O ANTÍDOTO PARA AS MAIS POPULARES FALACIAS ECONÓMICAS
– Russell Lamberti –
Para entender aquele princípio que foi rotulado de Lei de Say é necessário começar o raciocínio pelo básico: por que duas pessoas decidem, livre e voluntariamente, transacionar entre si? Porque elas acreditam que irão melhorar sua situação após a troca. Elas não fariam a troca caso esperassem ficar em pior situação. E no que consiste essa transação livre e voluntária entre duas pessoas? Consiste no oferecimento mútuo de bens e serviços.
E este é o ponto.
Ver a transação como um oferecimento mútuo de ambos os lados mostra que o fenômeno da oferta e da demanda não é um problema sem solução, como a charada do ovo e da galinha. O indivíduo produz aquilo que, em sua melhor estimativa, imagina que outras pessoas irão querer consumir, na expectativa de que essas outras estão produzindo ou irão produzir aquilo que ele quer consumir.
Falando mais coloquialmente, as pessoas acordam cedo e vão produzir (trabalhar) para tentar atender às demandas de terceiros. Caso sejam bem-sucedidas em atender a demanda de terceiros, elas serão recompensadas (remuneradas) por isso. Essa remuneração irá agora lhes permitir demandar bens e serviços para satisfação própria. Ou seja, ao produzirem e ofertarem para terceiros, essas pessoas podem agora demandar bens e serviços para proveito.
Mas de nada adianta apenas produzir e ofertar para terceiros: esses terceiros têm de querer adquirir essa produção. Caso isso não ocorra, isto é, caso as pessoas não se interessem por adquirir a sua produção, você não será recompensado por isso. E, logo, não terá como demandar bens e serviços.
A produção, portanto, sempre será inerentemente especulativa.
Em pequenos arranjos sociais, essa especulação normalmente não é muito difícil. Duas pessoas náufragas em uma ilha tropical, por exemplo, podem discutir antecipadamente o que cada uma fará e oferecerá para a outra. Em arranjos sociais mais amplos, formado por milhões de indivíduos, essa especulação é bem mais difícil. É aí que entra em cena o sistema de preços livres e de transações monetárias: para ajudar as pessoas a descobrirem o que as outras querem por meio dos sinais enviados pelos preços — que expressam as preferências dos consumidores, e mostram quais bens e serviços estão mais escassos e quais estão mais abundantes — e pelo mecanismo de lucros e prejuízos.
Mas a essência especulativa não se altera: as pessoas produzem aquilo que julgam que as outras querem, na expectativa de que essas outras irão fornecer aquilo que as primeiras querem.

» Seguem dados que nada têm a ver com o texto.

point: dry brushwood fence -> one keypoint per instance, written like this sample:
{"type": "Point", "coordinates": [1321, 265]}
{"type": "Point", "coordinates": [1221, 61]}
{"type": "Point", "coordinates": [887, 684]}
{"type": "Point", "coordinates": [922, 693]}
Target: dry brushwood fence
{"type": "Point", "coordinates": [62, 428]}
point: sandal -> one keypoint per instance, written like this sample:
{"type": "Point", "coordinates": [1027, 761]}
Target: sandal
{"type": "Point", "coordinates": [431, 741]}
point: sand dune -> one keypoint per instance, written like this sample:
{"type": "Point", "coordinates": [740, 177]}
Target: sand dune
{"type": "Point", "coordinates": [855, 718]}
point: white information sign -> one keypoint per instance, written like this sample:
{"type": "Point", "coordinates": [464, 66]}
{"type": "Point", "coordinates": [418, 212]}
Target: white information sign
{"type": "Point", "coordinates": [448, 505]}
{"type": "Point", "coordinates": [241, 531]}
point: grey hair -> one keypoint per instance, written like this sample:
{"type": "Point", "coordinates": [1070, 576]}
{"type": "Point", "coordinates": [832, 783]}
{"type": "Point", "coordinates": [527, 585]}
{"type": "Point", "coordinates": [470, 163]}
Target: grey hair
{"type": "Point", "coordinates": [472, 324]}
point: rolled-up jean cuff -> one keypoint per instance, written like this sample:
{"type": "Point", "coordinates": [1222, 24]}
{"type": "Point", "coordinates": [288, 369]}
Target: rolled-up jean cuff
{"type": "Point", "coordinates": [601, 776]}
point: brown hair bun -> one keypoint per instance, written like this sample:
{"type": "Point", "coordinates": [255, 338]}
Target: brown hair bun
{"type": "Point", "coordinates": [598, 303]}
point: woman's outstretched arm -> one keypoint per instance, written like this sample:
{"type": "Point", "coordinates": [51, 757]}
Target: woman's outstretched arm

A Lei de Say, portanto, pode ser descrita da seguinte maneira: o valor dos bens e serviços que qualquer indivíduo pode comprar é igual ao valor de mercado daquilo que ele pode ofertar. Ou, em um sentido macroeconômico agregado, o valor dos bens e serviços que qualquer grupo de pessoas pode comprar no agregado é igual ao valor de mercado daquilo que eles podem ofertar no agregado.
A Lei de Say, portanto, simplesmente expressa a realidade de que nós produzimos para poder consumir.
Sempre verdadeira
A Lei de Say sempre será verdadeira e para sempre permanecerá irrefutável porque ela se refere ao conceito subjetivo de valoração. A oferta colocada no mercado sempre fornecerá o meio com o qual o ofertante poderá comprar outros bens e serviços, mas somente na mesma extensão do valor subjetivo atribuído pelos consumidores a essa oferta.
De novo: de nada adianta você produzir e ofertar bens e serviços que ninguém quer; bens e serviços cujo valor subjetivo atribuído a eles pelos consumidores seja nulo ou extremamente baixo. Isso não lhe dará poder de compra para satisfazer suas demandas.
No entanto, e este é o ponto, mesmo que esta oferta fracassasse em criar qualquer poder de compra para seu ofertante — por ter sido considerada completamente sem valor de mercado, como cavar buracos no meio do nada —, isso não revogaria em nada a Lei de Say; ao contrário: seria mais uma manifestação dela própria.
Tal fenômeno também distingue a Lei de Say da teoria do valor-trabalho de Marx: Say reconhece o fato crucial de que o ato de produção, por si só, é insuficiente para criar poder de compra; só cria poder de compra o ato de produzir algo que é valorado por terceiros, os quais também produziram algo de valor no mercado e que, por isso, têm poder de compra e podem adquirir o que você produziu.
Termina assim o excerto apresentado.